Black Mountain College

"I hitchhiked down there (...), and I loved it. It was really the perfect place. There was this idyllic oasis in the mountains with a lake and modern studio building--something paradisiacal. M.C. Richards, who was teaching poetry there at the time, was exactly who I wanted to study with. And they gave me a scholarship! Wow! I hitchhiked back down and I arrived there in the middle of absolute chaos. The management or the administration and the teachers were all fighting with each other on philosophical and financial grounds. M.C.'s husband at the time was Bill Levy, the dean, and he left, taking M.C. with him. I was desolate because the guy who then took charge of the school was Hans Albers, a painter. Albers was out of the same mold as my father: the Germanic disciplinarian. I couldn't take it, so I split. Probably a major piece of misthinking on my part, but I was young and carefree. I met a lot of interesting people in the two weeks that I was down there who later on became influential in my life: M.C., John Cage, the Williams - Paul and Vera - on and on." (src(external link))

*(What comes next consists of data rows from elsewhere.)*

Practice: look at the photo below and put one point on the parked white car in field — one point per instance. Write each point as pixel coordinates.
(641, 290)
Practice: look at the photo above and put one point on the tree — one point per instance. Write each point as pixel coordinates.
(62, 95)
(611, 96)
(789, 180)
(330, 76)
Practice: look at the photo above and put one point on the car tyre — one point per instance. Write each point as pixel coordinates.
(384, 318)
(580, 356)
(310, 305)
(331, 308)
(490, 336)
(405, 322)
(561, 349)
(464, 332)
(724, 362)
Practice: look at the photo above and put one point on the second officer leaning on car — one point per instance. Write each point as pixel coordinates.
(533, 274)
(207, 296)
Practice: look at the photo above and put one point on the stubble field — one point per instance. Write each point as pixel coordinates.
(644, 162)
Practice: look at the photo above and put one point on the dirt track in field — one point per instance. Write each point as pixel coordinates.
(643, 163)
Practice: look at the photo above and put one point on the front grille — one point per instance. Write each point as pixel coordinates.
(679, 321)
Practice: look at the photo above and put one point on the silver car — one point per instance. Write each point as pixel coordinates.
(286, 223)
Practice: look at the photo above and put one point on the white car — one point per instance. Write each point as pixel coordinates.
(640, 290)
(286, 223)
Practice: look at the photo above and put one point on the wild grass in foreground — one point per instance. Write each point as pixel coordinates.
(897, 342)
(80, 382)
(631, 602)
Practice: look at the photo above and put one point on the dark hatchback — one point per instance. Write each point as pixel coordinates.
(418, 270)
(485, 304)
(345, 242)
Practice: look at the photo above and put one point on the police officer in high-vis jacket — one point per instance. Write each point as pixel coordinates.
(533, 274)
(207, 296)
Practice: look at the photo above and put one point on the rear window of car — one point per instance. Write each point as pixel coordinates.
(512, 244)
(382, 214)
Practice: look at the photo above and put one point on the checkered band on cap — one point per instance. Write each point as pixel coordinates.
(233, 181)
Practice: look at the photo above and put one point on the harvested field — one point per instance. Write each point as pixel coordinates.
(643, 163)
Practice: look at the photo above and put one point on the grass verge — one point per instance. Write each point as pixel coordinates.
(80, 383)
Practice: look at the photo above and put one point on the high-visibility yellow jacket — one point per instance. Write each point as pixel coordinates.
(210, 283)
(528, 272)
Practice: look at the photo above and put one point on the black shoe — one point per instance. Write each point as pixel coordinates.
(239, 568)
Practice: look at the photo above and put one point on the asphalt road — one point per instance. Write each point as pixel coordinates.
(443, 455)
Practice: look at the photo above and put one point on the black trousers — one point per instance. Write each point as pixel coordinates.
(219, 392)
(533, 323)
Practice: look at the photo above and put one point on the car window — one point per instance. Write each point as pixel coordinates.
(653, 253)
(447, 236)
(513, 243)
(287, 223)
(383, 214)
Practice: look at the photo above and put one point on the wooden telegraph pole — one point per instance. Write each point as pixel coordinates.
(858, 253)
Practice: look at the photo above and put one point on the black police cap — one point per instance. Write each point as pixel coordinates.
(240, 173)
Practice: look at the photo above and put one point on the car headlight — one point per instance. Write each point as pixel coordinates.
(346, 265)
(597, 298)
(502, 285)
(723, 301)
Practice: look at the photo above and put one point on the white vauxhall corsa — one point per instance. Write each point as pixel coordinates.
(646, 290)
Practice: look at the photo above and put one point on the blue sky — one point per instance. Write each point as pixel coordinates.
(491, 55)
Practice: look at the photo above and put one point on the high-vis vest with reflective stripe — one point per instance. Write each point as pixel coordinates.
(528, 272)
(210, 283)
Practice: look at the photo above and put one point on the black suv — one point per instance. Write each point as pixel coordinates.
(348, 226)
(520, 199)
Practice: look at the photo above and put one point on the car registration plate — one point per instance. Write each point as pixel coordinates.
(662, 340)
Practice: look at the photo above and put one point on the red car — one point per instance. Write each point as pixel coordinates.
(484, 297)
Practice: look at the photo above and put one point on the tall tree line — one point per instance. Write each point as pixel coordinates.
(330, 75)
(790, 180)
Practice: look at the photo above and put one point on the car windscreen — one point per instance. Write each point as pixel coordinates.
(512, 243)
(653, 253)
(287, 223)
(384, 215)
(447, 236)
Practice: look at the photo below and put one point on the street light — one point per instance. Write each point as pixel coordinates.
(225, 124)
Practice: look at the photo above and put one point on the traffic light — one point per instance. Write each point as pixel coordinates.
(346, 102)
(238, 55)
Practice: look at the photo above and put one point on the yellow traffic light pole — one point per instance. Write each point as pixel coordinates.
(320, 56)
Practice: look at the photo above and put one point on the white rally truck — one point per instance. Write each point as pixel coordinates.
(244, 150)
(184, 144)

Black Mountain College, founded in 1933 near Asheville, North Carolina, was known as one of the leading progressive schools in the United States. It ceased operations in 1957. Although it lasted only about twenty-three years and enrolled fewer than 1'200 students, Black Mountain College was one of the most fabled experimental institutions in art education and practice, launching a remarkable number of the artists who spearheaded the avant-garde in the America of the 1960s. Buckminster Fuller formed his dance company; and John Cage staged his first happening.